Quincas Melo, irmão de Américo Melo, guarda livros competente, homem trabalhador e estimado, residia na rua do Livramento. No carnaval esquecia a família, mandava o serviço ao diabo, saía à rua tocando realejo, cantando emboladas em desafio a Chico Barbeiro. Organizava blocos, fantasiava-se de matuto, invadia a casa dos amigos! Foi ele, segundo me informaram, quem inventou o barricão, isto é, o lugar onde deve ficar as solteironas. Arranjou enorme barrica, daquelas que trazem louça de Hamburgo e de Londres, colocou-a numa carroça e saiu, com o grupo que organizava, percorrendo as ruas, parando de preferência, na frente das casas de famílias que tinham filhas casadoiras. Da barrica surgia, de repente, um marmanjo fantasiado de moça velha, lendo versos pilhéricos. Daí afirmarem, ainda hoje, que vão para o barricão as moças que não conseguem arranjar um Cirineo que lhes ajudem a levar ao Calvário a pesada cruz desta vida amargurada.

Anjos do Terror, clube dirigido por três rapazes de famílias, apareceu, tendo à frente, como músico, o Pensamento, com a sua flauta; foi aplaudido por uns e severamente criticado por outros. Trajavam roupas de cetim e de seda, sapatos de cetim, meias, compridas, de seda, capelas, asas, com arminho e lantejoulas nas golas, meia máscara e um cajado sem lírios. O Clube visitou o engenheiro Lucarini, em sua residência no Comércio, numa velha casa de taipa com beiral; o negociante Lopes Vieira, na mesma artéria, num prédio que já foi demolido; o Chico Bobó, no seu modesto estabelecimento na rua 1º de Março; o tabelião Tito Passos no então largo das Princesas, hoje praça Deodoro.

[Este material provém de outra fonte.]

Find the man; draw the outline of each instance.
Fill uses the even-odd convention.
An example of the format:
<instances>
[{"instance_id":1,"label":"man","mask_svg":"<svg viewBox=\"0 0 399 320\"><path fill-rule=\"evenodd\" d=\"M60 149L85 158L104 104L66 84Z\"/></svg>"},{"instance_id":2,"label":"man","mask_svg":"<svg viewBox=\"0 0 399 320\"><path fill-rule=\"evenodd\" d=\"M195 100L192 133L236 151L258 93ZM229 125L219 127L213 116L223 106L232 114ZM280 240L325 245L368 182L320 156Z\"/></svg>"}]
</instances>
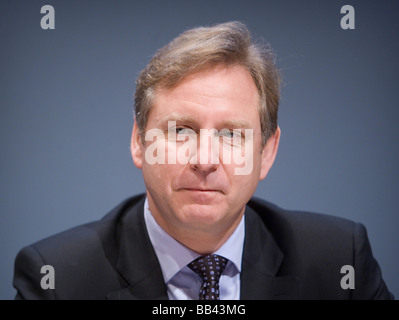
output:
<instances>
[{"instance_id":1,"label":"man","mask_svg":"<svg viewBox=\"0 0 399 320\"><path fill-rule=\"evenodd\" d=\"M16 298L392 299L361 224L252 198L279 145L279 84L238 22L160 49L135 95L146 193L21 250Z\"/></svg>"}]
</instances>

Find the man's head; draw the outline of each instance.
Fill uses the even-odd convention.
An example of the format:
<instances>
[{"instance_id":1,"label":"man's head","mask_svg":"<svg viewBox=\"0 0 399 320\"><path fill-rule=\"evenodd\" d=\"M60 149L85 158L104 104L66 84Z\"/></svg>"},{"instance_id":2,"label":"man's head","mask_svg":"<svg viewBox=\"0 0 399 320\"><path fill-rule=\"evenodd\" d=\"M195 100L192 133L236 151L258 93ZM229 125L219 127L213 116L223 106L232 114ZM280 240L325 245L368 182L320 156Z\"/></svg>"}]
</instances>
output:
<instances>
[{"instance_id":1,"label":"man's head","mask_svg":"<svg viewBox=\"0 0 399 320\"><path fill-rule=\"evenodd\" d=\"M277 153L278 99L270 51L251 44L248 30L236 22L186 31L141 72L132 157L143 170L151 213L175 239L212 252L235 230ZM238 140L235 129L241 129ZM152 143L149 132L159 133ZM218 150L204 143L215 136L222 142ZM226 161L226 149L251 158L249 174L235 174L240 164ZM189 161L168 163L181 150ZM166 162L151 163L148 155L154 153Z\"/></svg>"},{"instance_id":2,"label":"man's head","mask_svg":"<svg viewBox=\"0 0 399 320\"><path fill-rule=\"evenodd\" d=\"M145 133L158 90L171 89L188 75L217 65L240 65L251 74L259 93L264 145L277 129L280 75L271 49L253 43L249 30L239 22L187 30L157 51L137 79L135 117L140 133Z\"/></svg>"}]
</instances>

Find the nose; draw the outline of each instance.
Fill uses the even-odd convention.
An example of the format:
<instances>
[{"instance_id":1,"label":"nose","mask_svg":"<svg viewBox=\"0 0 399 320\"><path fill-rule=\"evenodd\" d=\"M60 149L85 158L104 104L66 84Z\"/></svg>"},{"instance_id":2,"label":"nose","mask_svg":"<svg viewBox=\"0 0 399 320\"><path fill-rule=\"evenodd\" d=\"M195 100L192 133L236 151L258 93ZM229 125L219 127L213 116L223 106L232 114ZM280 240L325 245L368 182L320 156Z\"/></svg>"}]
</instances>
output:
<instances>
[{"instance_id":1,"label":"nose","mask_svg":"<svg viewBox=\"0 0 399 320\"><path fill-rule=\"evenodd\" d=\"M197 152L194 155L196 161L191 164L192 170L204 176L216 171L220 164L219 139L215 137L214 131L214 129L200 130L197 139Z\"/></svg>"}]
</instances>

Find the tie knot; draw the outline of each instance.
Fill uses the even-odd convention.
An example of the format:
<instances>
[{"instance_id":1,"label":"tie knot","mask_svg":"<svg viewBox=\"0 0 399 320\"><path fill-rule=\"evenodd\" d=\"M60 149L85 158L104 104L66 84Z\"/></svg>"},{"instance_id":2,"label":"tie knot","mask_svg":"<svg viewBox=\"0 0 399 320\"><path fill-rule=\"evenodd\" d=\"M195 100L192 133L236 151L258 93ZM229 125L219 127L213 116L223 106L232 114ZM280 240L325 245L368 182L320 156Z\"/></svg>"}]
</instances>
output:
<instances>
[{"instance_id":1,"label":"tie knot","mask_svg":"<svg viewBox=\"0 0 399 320\"><path fill-rule=\"evenodd\" d=\"M216 254L202 256L188 264L204 282L218 283L220 276L226 268L228 260Z\"/></svg>"}]
</instances>

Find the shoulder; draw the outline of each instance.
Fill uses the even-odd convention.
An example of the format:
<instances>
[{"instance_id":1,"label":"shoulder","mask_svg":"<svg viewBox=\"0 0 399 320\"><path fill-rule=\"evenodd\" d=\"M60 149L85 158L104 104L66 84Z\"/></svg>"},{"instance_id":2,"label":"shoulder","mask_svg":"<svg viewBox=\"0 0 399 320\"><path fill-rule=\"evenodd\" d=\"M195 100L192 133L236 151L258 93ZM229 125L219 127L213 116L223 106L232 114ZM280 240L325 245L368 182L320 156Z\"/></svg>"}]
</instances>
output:
<instances>
[{"instance_id":1,"label":"shoulder","mask_svg":"<svg viewBox=\"0 0 399 320\"><path fill-rule=\"evenodd\" d=\"M364 226L348 219L285 210L258 198L248 206L253 209L252 220L267 229L292 268L339 270L355 263L358 244L368 243Z\"/></svg>"}]
</instances>

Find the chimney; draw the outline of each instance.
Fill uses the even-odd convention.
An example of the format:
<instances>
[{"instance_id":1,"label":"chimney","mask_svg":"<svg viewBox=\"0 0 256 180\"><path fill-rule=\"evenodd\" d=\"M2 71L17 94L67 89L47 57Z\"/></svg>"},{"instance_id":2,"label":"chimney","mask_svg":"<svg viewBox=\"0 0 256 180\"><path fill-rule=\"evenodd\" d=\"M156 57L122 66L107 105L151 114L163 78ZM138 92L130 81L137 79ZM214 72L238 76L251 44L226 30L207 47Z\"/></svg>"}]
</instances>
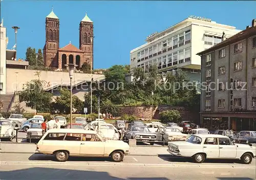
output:
<instances>
[{"instance_id":1,"label":"chimney","mask_svg":"<svg viewBox=\"0 0 256 180\"><path fill-rule=\"evenodd\" d=\"M222 36L221 37L221 41L223 41L226 40L226 36L225 36L225 32L223 31L222 33Z\"/></svg>"},{"instance_id":2,"label":"chimney","mask_svg":"<svg viewBox=\"0 0 256 180\"><path fill-rule=\"evenodd\" d=\"M255 27L256 26L256 19L252 19L251 22L251 27Z\"/></svg>"}]
</instances>

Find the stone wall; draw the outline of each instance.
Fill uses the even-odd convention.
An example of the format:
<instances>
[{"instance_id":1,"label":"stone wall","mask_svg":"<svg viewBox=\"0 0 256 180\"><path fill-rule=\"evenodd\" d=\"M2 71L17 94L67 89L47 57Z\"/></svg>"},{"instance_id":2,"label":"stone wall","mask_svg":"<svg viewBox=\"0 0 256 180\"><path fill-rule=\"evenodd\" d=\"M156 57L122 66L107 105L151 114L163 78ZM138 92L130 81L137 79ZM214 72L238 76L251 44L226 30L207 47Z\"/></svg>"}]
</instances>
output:
<instances>
[{"instance_id":1,"label":"stone wall","mask_svg":"<svg viewBox=\"0 0 256 180\"><path fill-rule=\"evenodd\" d=\"M179 110L183 121L192 121L195 123L200 123L200 116L199 112L190 112L183 107L160 105L154 106L152 108L151 106L125 106L121 107L121 113L150 119L151 119L153 114L153 119L159 119L160 112L172 109Z\"/></svg>"}]
</instances>

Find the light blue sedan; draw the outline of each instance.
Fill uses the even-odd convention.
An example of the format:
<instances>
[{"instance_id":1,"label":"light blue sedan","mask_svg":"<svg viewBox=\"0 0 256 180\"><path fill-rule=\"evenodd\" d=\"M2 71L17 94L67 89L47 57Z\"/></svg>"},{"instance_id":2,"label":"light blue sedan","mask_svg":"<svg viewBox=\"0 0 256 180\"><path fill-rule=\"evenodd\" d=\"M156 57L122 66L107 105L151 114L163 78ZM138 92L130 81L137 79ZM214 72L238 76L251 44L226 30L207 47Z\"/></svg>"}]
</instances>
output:
<instances>
[{"instance_id":1,"label":"light blue sedan","mask_svg":"<svg viewBox=\"0 0 256 180\"><path fill-rule=\"evenodd\" d=\"M30 128L30 125L32 123L40 123L44 122L44 119L40 118L31 118L26 121L20 127L20 129L23 129L24 132L27 132L28 129Z\"/></svg>"}]
</instances>

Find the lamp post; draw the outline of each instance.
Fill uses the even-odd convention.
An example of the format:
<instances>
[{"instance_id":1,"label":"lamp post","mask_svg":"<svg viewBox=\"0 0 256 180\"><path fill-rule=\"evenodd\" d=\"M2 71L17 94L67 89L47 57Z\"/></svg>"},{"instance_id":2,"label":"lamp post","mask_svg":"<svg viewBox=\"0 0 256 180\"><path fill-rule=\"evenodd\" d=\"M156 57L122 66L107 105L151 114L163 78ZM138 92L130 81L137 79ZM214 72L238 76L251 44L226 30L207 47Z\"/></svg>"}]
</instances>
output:
<instances>
[{"instance_id":1,"label":"lamp post","mask_svg":"<svg viewBox=\"0 0 256 180\"><path fill-rule=\"evenodd\" d=\"M13 26L13 27L12 27L12 28L14 29L14 32L15 33L15 50L16 50L16 53L15 53L15 59L17 59L17 32L18 32L18 29L19 29L20 28L18 27L17 26Z\"/></svg>"},{"instance_id":2,"label":"lamp post","mask_svg":"<svg viewBox=\"0 0 256 180\"><path fill-rule=\"evenodd\" d=\"M92 82L93 82L93 69L92 69L92 61L93 61L93 36L90 37L90 39L91 40L91 62L90 63L91 66L91 114L92 112Z\"/></svg>"},{"instance_id":3,"label":"lamp post","mask_svg":"<svg viewBox=\"0 0 256 180\"><path fill-rule=\"evenodd\" d=\"M75 64L67 64L65 66L69 67L69 78L70 78L70 128L72 122L72 78L74 76L74 70L77 65Z\"/></svg>"}]
</instances>

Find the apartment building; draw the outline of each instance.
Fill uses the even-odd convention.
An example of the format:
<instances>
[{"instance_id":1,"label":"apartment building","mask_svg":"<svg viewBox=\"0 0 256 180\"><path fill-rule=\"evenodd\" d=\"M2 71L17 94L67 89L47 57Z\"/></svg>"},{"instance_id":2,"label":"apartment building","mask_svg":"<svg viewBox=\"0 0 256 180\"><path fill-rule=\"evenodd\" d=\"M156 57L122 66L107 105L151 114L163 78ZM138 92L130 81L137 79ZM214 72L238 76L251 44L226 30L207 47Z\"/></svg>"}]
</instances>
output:
<instances>
[{"instance_id":1,"label":"apartment building","mask_svg":"<svg viewBox=\"0 0 256 180\"><path fill-rule=\"evenodd\" d=\"M198 54L205 85L203 126L256 130L256 19L251 27Z\"/></svg>"},{"instance_id":2,"label":"apartment building","mask_svg":"<svg viewBox=\"0 0 256 180\"><path fill-rule=\"evenodd\" d=\"M148 36L146 43L130 52L131 69L142 68L145 73L156 64L159 73L186 71L191 81L201 81L201 59L198 52L221 41L223 32L227 37L240 32L236 27L211 19L190 16L160 32Z\"/></svg>"}]
</instances>

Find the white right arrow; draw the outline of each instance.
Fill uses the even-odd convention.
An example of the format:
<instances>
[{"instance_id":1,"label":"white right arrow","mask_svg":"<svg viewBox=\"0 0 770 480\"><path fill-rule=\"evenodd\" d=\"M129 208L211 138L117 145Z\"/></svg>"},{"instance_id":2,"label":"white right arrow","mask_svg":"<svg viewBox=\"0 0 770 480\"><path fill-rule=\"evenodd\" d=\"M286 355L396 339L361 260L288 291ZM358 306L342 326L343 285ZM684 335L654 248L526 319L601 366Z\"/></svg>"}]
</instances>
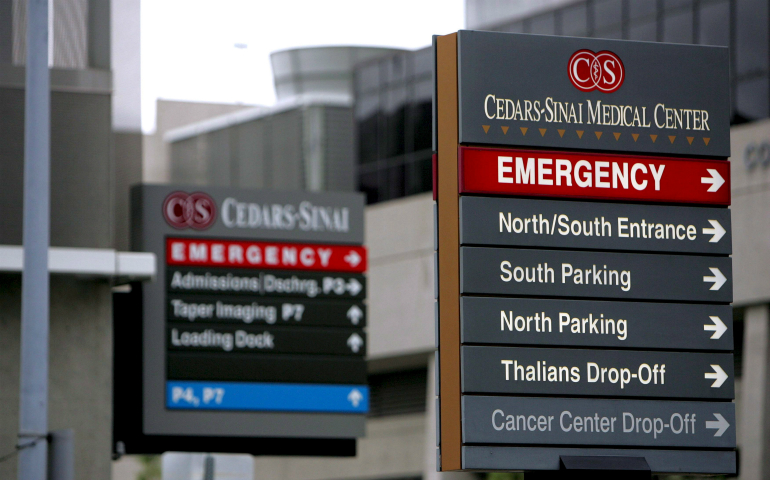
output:
<instances>
[{"instance_id":1,"label":"white right arrow","mask_svg":"<svg viewBox=\"0 0 770 480\"><path fill-rule=\"evenodd\" d=\"M358 308L358 305L353 305L348 309L347 316L353 325L358 325L358 322L361 321L361 317L364 316L364 311Z\"/></svg>"},{"instance_id":2,"label":"white right arrow","mask_svg":"<svg viewBox=\"0 0 770 480\"><path fill-rule=\"evenodd\" d=\"M714 380L714 383L711 384L711 388L719 388L725 383L725 380L727 380L727 374L719 365L711 365L711 368L714 369L714 373L706 372L704 378Z\"/></svg>"},{"instance_id":3,"label":"white right arrow","mask_svg":"<svg viewBox=\"0 0 770 480\"><path fill-rule=\"evenodd\" d=\"M707 190L708 192L716 192L719 187L724 185L725 179L713 168L707 168L706 171L711 175L710 177L700 177L700 183L710 183L711 186Z\"/></svg>"},{"instance_id":4,"label":"white right arrow","mask_svg":"<svg viewBox=\"0 0 770 480\"><path fill-rule=\"evenodd\" d=\"M348 347L353 351L353 353L358 353L359 350L361 350L361 347L364 344L364 339L361 338L360 335L357 333L354 333L350 337L348 337Z\"/></svg>"},{"instance_id":5,"label":"white right arrow","mask_svg":"<svg viewBox=\"0 0 770 480\"><path fill-rule=\"evenodd\" d=\"M345 255L343 260L348 262L351 267L355 268L359 263L361 263L361 255L359 255L355 250L351 250L350 253Z\"/></svg>"},{"instance_id":6,"label":"white right arrow","mask_svg":"<svg viewBox=\"0 0 770 480\"><path fill-rule=\"evenodd\" d=\"M351 278L347 285L345 285L345 290L348 291L351 295L354 297L358 295L358 292L361 291L361 289L364 288L363 285L361 285L361 282L356 280L355 278ZM713 290L713 288L712 288Z\"/></svg>"},{"instance_id":7,"label":"white right arrow","mask_svg":"<svg viewBox=\"0 0 770 480\"><path fill-rule=\"evenodd\" d=\"M714 276L712 277L712 276L704 275L703 281L706 283L714 282L714 285L712 285L711 288L709 288L709 290L719 290L720 288L722 288L722 285L724 285L725 282L727 281L727 277L725 277L722 274L722 272L719 271L718 268L709 267L709 270L711 270L711 273L713 273Z\"/></svg>"},{"instance_id":8,"label":"white right arrow","mask_svg":"<svg viewBox=\"0 0 770 480\"><path fill-rule=\"evenodd\" d=\"M721 437L722 434L725 433L728 428L730 428L730 424L727 422L727 420L725 420L725 417L718 413L715 413L714 417L717 419L717 421L706 421L706 428L716 430L714 436Z\"/></svg>"},{"instance_id":9,"label":"white right arrow","mask_svg":"<svg viewBox=\"0 0 770 480\"><path fill-rule=\"evenodd\" d=\"M722 338L722 334L727 331L727 325L722 321L721 318L717 317L716 315L709 315L709 318L712 322L714 322L713 325L705 324L703 325L703 330L706 330L708 332L714 332L711 335L712 340L719 340Z\"/></svg>"},{"instance_id":10,"label":"white right arrow","mask_svg":"<svg viewBox=\"0 0 770 480\"><path fill-rule=\"evenodd\" d=\"M361 403L361 400L363 399L364 396L361 394L361 392L358 391L357 388L354 388L350 391L350 393L348 393L348 402L353 405L353 408L358 408L358 404Z\"/></svg>"},{"instance_id":11,"label":"white right arrow","mask_svg":"<svg viewBox=\"0 0 770 480\"><path fill-rule=\"evenodd\" d=\"M703 234L713 235L713 237L709 239L709 243L717 243L719 240L722 239L722 237L725 236L725 233L727 233L727 230L725 230L724 227L720 225L720 223L717 222L716 220L709 220L709 223L714 228L704 228Z\"/></svg>"}]
</instances>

Esse grupo encontrou outro melhor organizado: o “Queremos Descasar”, que se exibia com louco sucesso! Pensamento aderiu logo e abandonou os primeiros companheiros. Era um grupo excêntrico, com cinco figuras: uma senhora, o marido e três jovens pelintras. Ela trajava finíssimo vestido de cambraia rosa, trazia enorme chapéu de palha da Itália, com largas abas, enfeitado de flores e fitas e seu decote regular mostrava alvíssimo colo. Os três admiradores vestiam fraque, calças de listras, colarinho duro da ponta virada, gravata borboleta, calçavam botinas com cano cor de cinza e a cabeleira, penteada a rigor, era lisa a custo de brilhantina francesa. Conduziam à mão um chapéu coco, bacorinha, como era chamado. Borboleteavam eles em torno à dama que dava corda aos três enquanto o esposo — coitado! — enfiado num croisé, com calças de casimira preta, botinas de verniz, flor na lapela, corrente e relógio de ouro, cartola à mão, mostrando ser um desgraçado, respondia aos que lhe pediam que pusesse a cartola à cabeça:

— Não posso! Não cabe! Vou trocar por outra maior…

Em 1913, no domingo gordo, Lafaiete Pacheco saiu de Jaraguá, com outros oficiais do mesmo ofício, todos fantasiados de pescadores, numa jangada autêntica, conduzida numa carroça. Vinham com pressão de 130 quilômetros por hora, graças a dois litros de whisky Vandermet, ingeridos logo depois do almoço para esquentar a cabeça e animar a tropa… Atravessaram o aterro de Jaraguá, passaram pelo Comércio pintando os canecos. Tentaram penetrar na praça dos Martírios, sendo então detidos por um guarda civil, daqueles disciplinados policiais com perneiras, chapéu de feltro “quebrado” de lado, parecidos com soldados australianos e então comandados pelo velho Limoeiro.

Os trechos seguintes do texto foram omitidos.